Bullish ISM data and some thoughts on stall speed
The February 2019 Non-Manufacturing ISM data were very bullish. Both the headline and the major subindices showed a lot of strength. And for me that indicates the 0.3% number on the Atlanta Fed GDPNow tracker will move up markedly as more data become available. Some expanded thoughts below
Is this re-acceleration?
Here’s the chart of the data.
The big question the data force is the one about the US economy bottoming. Goldman says GDP growth in Q1 will still come in at 0.9%. And they call it a “GDP pothole”. That’s for three reasons: “residual seasonality, the government shutdown, and tax refund delays.”
I mentioned the seasonality issue last week, saying “there may be some residual seasonality in the figures, with growth rates declining every quarter from the April-June quarter in each of the last three years.” This chart shows that:
Source: Trading Economics
However, we also know that the shutdown dampened growth. And so the February ISM NMI data could be showing a big snapback due to that factor. Honestly, we won’t know until midway through Q2. And so, it stands to reason that the Fed will be on hold here until then, even if we get more bullish data. However, if this is re-acceleration, the Fed would have a green light to move off the fence and make good on its existing rate hike forecasts.
What is stall speed?
And that last point gets us to the issue regarding what constitutes a faltering economy that the Fed should pause for. I have been saying that 2% growth is a stall speed threshold. And the 0.3% Atlanta Fed GDPNow print seems to confirm that. If we were growing at 2%, yet printed 0.3% due to the exogenous shock of a government shutdown, it says that 2% is low enough to tip the economy into recession due to shocks. But is it?
After I wrote yesterday’s piece, Tim Duy told me he takes issue with that framing. His point is that trend growth has been 2% since the Great Recession. And that’s true. We only hit 2.9% last year because of the Trump tax cuts. And arguably, the impact is already dissipating. So, “stall speed” can’t be 2% if trend growth is 2% – especially given the fact that we have been at that trend for the entirety of a long business cycle.
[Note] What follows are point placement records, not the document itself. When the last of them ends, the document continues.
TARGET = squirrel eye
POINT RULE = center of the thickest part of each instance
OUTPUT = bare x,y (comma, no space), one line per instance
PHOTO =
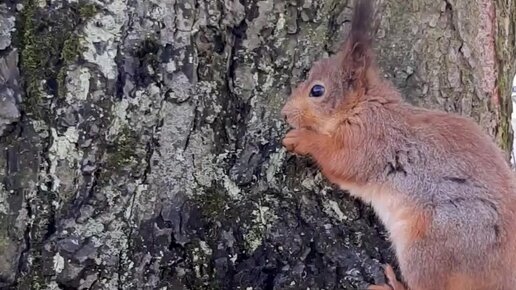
317,91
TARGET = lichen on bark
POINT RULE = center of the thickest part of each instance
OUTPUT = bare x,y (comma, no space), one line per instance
148,154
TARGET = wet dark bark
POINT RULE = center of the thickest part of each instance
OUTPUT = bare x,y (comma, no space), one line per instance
141,138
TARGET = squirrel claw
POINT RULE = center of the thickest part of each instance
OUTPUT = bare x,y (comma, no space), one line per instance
392,281
298,141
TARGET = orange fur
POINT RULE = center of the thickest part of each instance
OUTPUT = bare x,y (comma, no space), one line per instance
438,183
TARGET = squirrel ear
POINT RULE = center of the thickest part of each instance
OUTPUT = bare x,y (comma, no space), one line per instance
356,51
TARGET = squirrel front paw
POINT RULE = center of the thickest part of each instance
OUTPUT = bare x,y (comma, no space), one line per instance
299,141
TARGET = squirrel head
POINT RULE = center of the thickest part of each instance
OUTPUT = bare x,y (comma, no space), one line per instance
336,83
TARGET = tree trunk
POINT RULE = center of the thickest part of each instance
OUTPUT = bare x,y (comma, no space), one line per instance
142,138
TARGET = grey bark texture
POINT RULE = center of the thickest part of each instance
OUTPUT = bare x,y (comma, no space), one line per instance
142,138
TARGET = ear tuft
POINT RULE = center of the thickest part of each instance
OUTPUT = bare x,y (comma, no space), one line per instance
356,51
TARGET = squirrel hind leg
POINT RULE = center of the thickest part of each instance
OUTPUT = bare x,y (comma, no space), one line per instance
392,281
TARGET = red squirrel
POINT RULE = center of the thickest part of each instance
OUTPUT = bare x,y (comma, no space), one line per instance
440,185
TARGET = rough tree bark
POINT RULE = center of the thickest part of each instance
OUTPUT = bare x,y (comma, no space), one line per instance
141,138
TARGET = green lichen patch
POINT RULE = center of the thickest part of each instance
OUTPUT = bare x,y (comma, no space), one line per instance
49,42
121,153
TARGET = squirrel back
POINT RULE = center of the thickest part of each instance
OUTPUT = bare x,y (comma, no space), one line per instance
437,181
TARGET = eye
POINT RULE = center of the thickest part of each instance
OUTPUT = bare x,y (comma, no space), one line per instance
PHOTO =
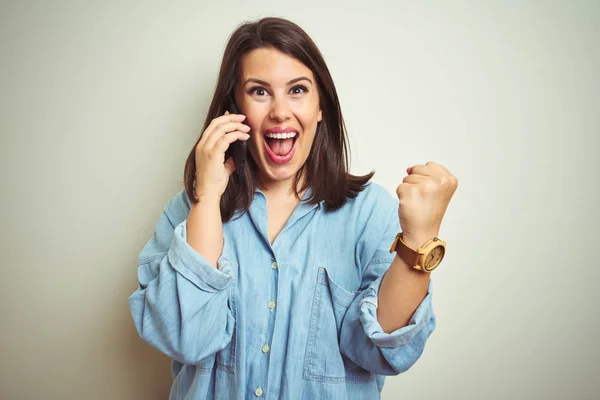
258,91
299,89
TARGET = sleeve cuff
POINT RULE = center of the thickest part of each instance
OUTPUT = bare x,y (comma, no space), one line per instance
194,267
401,336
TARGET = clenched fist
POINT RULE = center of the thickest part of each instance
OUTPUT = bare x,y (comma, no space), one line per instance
424,196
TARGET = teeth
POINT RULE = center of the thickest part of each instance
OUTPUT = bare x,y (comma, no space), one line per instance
281,135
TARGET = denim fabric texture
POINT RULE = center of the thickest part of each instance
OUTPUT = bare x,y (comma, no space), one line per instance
293,320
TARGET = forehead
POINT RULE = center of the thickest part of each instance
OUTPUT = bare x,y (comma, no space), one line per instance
272,66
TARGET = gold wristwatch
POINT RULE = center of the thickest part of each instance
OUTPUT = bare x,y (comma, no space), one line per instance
424,259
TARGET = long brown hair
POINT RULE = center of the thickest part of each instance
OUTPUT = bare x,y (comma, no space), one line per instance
326,168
Tim says we need to get comfortable with the idea that GDP growth might tip into negative territory on isolated instances — even outside of recessions. He also says that the amplitude of GDP growth variation has been relatively high since the Great Recession, though it’s been lower in last few years. In his view, it is probably going higher right now, with the first quarter perhaps one of the weakest since the Great Recession. He also pointed out that we have had three quarters of negative growth since 2010. Before now, that hadn’t happened outside of a recession.
So, I need to re-think the concept of “stall speed” and its utility as a way of looking at susceptibility to recession. Having said that, I would point out that the ISM data showed both employment and inflation pointing down, even as the other subindices moved well into bullish territory. Something doesn’t add up there. And I continue to see employment as showing weakness that could prove the economy’s Achilles Heel.
The bottom line, though, is that the data coming out of the US are still some of the best in the advanced world. And there’s no firm indication that this will change abruptly.